A sette anni da un altro volume sul tema, curato sempre da Maurizio Ricciardi con Fabio Raimondi (Lavoro Migrante. Esperienza e prospettiva, DeriveApprodi), la tesi di fondo dei curatori mette in luce come la commistione dei modelli di organizzazione del lavoro dei migranti si rifletta sulle sperimentazioni e ibridazioni delle modalità  di organizzazione delle lotte. L’impossibilità  di identificare ancora una figura centrale del lavoro, attorno alla quale nel Novecento è stato costruito il modello giuridico del cittadino, segna da un lato la «catastrofe della concezione progressiva del lavoro» e dall’altro di quella «lineare e progressiva dei diritti di cittadinanza», spacciata come posta politica a cui dovrebbe tendere una pacificata integrazione dei migranti. Le rivolte dei paesi arabi che – come racconta il saggio di Gianni De Giglio – la «voglia di libertà » dei migranti ha portato fino in Italia, a Lampedusa così come a Manduria, mettono poi a nudo la «catastrofe» della cittadinanza europea e il fallimento del tentativo di governare le frontiere della UE attraverso un’«inclusione differenziale» nei diritti.

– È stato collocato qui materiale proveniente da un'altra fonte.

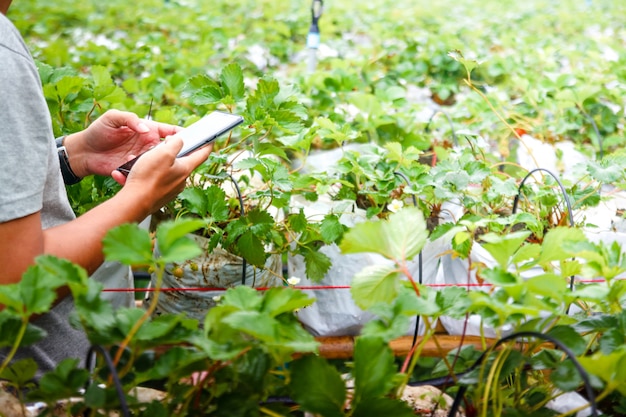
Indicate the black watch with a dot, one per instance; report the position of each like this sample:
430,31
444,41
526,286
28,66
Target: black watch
69,177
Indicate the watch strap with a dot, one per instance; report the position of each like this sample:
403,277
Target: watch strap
69,178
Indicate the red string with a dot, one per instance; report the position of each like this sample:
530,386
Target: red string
314,287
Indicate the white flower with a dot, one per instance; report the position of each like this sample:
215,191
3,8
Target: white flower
395,205
293,281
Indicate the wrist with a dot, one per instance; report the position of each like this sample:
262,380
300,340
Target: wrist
76,156
69,176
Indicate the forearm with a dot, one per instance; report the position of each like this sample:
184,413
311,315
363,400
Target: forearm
80,240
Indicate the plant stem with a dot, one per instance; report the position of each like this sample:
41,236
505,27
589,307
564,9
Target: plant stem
499,116
118,355
16,344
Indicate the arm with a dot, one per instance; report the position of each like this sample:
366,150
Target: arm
114,138
156,179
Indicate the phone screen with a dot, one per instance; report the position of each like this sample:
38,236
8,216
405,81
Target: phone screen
198,134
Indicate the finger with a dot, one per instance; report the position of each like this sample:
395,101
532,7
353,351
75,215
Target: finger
197,157
118,177
165,129
135,123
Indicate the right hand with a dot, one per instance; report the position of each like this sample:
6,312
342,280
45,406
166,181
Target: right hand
158,176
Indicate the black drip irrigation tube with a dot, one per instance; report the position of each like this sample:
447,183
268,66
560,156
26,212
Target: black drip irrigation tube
595,129
435,113
125,412
536,335
565,198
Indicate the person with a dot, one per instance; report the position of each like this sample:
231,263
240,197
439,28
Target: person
35,214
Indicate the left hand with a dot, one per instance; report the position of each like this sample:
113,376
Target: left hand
114,138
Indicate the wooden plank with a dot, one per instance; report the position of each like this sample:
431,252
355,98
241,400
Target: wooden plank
342,347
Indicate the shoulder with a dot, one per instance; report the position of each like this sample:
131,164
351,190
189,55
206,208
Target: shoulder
11,42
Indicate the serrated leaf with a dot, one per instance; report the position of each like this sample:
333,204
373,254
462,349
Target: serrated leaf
401,237
173,241
232,81
20,372
502,247
202,90
128,244
282,300
603,173
11,327
570,338
369,407
375,284
317,265
317,386
330,228
552,247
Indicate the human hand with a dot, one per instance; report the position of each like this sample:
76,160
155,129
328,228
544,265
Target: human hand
159,176
114,138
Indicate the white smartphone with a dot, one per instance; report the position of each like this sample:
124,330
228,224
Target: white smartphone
198,134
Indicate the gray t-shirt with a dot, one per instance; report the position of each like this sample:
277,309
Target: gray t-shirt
31,181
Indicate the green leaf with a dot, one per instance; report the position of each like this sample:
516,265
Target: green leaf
128,244
401,237
375,284
254,323
11,327
548,285
317,386
95,396
501,277
552,247
20,372
374,368
252,249
370,407
502,247
570,338
103,84
317,265
232,81
331,229
202,90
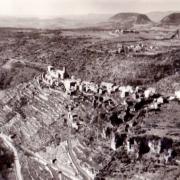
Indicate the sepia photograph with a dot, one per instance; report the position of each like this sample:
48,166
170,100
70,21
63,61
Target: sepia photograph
89,89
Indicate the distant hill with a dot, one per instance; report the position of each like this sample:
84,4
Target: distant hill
77,21
172,19
157,16
132,18
33,22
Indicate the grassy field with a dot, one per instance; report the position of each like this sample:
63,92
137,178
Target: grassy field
85,53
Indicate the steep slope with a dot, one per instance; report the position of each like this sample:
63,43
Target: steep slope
157,16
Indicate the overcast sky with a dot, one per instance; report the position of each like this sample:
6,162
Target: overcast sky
45,8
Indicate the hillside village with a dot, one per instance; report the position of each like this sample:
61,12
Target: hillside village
93,103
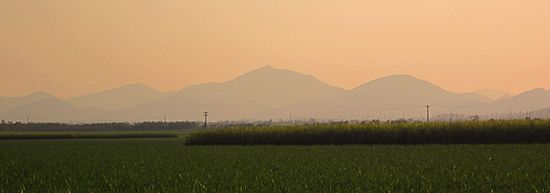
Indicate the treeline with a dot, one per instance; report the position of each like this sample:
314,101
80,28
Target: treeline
119,126
463,132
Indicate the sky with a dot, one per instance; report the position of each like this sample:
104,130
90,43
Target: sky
70,47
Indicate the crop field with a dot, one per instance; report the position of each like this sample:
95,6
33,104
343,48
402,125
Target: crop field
87,135
461,132
168,165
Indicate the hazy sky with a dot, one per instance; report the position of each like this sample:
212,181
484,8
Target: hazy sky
73,47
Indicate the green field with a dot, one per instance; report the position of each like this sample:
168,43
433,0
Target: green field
400,132
167,165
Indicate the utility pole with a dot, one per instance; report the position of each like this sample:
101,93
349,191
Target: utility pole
428,113
290,117
205,119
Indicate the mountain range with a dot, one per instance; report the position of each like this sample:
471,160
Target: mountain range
268,93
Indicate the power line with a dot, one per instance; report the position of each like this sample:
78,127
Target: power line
428,113
205,114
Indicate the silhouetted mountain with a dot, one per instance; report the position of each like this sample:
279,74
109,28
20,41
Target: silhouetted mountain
118,98
243,97
8,103
529,100
268,93
492,93
388,97
473,96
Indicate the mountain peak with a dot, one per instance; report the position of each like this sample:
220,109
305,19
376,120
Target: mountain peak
396,81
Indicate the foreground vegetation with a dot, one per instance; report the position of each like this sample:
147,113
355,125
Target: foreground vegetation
464,132
88,135
167,165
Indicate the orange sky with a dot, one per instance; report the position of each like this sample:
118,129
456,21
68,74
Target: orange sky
70,47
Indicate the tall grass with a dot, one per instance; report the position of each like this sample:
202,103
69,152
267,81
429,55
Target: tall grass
84,135
465,132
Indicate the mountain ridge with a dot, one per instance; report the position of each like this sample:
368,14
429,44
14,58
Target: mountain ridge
267,92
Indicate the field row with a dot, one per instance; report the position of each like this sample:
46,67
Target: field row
466,132
167,165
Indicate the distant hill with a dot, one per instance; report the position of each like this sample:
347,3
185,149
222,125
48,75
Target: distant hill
393,96
118,98
269,93
245,97
492,94
526,101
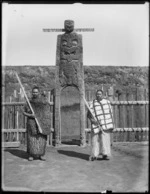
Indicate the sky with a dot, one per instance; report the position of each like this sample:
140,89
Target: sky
120,37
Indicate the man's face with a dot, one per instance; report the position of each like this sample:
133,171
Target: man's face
69,26
99,95
35,93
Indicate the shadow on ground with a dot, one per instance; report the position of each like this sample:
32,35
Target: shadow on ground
19,153
74,154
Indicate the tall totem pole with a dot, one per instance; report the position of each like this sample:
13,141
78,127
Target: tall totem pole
69,72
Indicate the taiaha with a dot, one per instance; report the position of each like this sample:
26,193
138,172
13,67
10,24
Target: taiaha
26,97
86,103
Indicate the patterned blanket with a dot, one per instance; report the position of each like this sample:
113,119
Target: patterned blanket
103,112
42,112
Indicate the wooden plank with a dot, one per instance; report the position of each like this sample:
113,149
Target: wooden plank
10,144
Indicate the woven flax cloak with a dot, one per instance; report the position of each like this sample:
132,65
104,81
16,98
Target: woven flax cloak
42,112
103,112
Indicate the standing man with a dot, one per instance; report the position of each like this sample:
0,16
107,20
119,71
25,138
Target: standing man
36,141
101,127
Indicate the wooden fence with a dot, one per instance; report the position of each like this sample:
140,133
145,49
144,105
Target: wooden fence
130,115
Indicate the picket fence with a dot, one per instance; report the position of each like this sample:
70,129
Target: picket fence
130,116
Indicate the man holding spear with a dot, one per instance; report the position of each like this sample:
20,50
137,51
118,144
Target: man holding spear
102,124
37,111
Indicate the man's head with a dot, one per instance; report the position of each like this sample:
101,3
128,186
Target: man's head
69,25
35,91
99,94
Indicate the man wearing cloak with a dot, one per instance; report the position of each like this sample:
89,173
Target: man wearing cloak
36,140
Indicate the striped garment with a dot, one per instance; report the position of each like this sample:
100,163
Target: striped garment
103,112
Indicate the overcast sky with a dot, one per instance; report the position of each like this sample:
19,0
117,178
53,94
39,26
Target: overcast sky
120,36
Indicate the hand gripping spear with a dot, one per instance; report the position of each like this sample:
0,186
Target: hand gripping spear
86,103
26,97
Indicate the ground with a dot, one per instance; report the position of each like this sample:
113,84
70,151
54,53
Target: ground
67,169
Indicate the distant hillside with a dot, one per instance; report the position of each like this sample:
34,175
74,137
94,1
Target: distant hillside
94,76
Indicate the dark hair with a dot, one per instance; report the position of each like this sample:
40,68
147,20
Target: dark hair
35,87
99,90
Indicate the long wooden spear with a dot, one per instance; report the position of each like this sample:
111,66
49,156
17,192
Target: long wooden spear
86,103
26,97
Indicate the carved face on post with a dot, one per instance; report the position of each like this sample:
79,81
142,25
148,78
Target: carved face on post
69,26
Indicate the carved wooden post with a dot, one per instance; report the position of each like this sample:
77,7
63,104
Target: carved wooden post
69,72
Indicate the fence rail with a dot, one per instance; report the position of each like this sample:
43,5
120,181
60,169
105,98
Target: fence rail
131,116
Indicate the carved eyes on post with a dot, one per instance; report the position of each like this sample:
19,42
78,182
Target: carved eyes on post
69,44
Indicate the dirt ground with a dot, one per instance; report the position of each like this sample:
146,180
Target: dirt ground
67,169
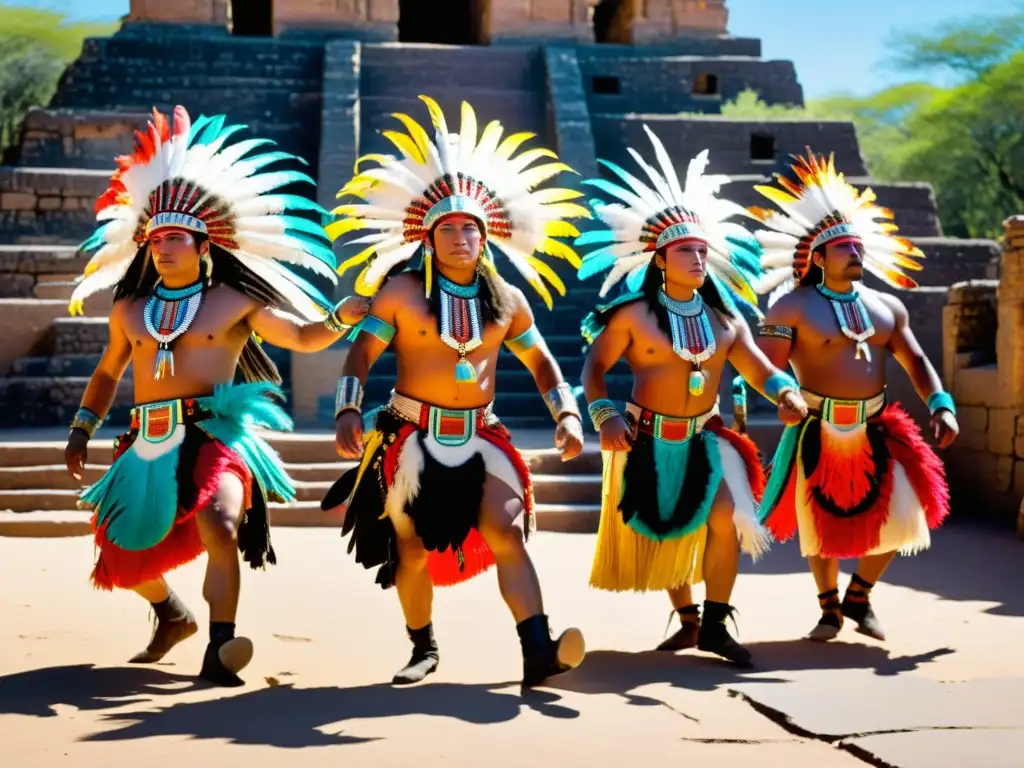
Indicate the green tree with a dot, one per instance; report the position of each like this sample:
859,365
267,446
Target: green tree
35,47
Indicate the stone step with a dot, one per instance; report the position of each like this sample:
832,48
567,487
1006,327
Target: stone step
547,489
49,205
49,523
77,138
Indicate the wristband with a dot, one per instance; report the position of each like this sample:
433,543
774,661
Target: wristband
560,400
87,421
778,384
939,400
348,396
600,411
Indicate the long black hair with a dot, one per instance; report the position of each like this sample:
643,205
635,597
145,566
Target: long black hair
140,278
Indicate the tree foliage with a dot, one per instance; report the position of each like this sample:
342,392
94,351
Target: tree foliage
967,139
35,46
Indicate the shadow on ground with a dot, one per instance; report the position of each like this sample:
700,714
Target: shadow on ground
969,560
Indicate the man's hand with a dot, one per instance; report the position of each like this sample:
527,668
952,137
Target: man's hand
944,427
568,437
352,309
77,453
348,437
792,409
616,434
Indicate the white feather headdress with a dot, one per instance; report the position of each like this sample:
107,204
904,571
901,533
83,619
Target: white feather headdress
458,173
821,207
651,217
181,175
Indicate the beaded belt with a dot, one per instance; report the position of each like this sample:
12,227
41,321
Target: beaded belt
157,421
448,426
841,413
669,428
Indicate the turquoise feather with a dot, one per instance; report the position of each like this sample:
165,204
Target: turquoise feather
136,500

Fornire chiavi di interpretazione sulla realtà  implica «prendere parte» e costruire narrazioni che, inevitabilmente, rivendicano i limiti della propria parzialità . In quanto parziali, con tali narrazioni si può concordare o meno, ma sono indispensabili per evitare l’equivoco di anteporre alle forme concrete e inaspettate che assume la soggettivazione politica le proprie aspettative su quali siano o meno le espressioni legittime e rilevanti di indignazione. Le piazze italiane sono state spesso occupate da migranti, a Brescia nel 2000 piazza della Loggia fu occupata per 54 giorni. Tra il 2010 e il 2011 molte piazze hanno visto il protagonismo dei migranti. E molte ancora lo vedranno.